Conclusions and policy implications

In this nationwide, population-based study with a refined exposure classification and long follow-up of birth cohorts of women previously invited to screening, we could not identify a decrease in the incidence of advanced cancers. Our conclusions depend on the plausibility of assuming similar developments over time in eligible and younger, ineligible women. It has been suggested that follow-up of >8–10 years after women have left the screening programme is necessary to fully include the compensatory drop (Falk et al, 2013; Njor et al, 2013). The underlying assumption is very long lead-times. However, this assumption does not seem to be consistent with the fact that the advanced stages often are the most aggressive, fast-growing tumours. An alternative explanation by Esserman et al (2009), which suggests that periodic screening is not capable of detecting the most aggressive cancers early enough, is in agreement with our finding of a negligible compensatory drop in advanced stages.

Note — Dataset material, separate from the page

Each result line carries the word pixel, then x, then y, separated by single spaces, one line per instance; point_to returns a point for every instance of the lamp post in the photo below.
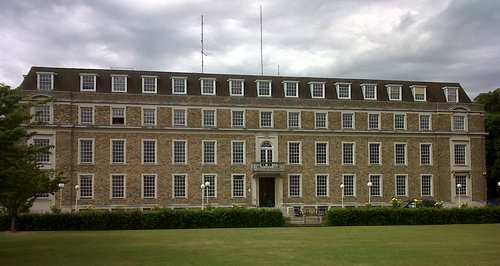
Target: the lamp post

Future research should investigate stage-specific mortality reductions to achieve a more complete picture of the overall benefits and harms of screening. Furthermore, our population perspective should be supplemented with studies on the stage distribution among participants and non-participants and among interval cancers and screen-detected cancers. The concept of lead-time is intrinsically connected with how screening shifts the stage distribution, and choosing stage as an outcome may thus further our understanding of lead-time heterogeneity.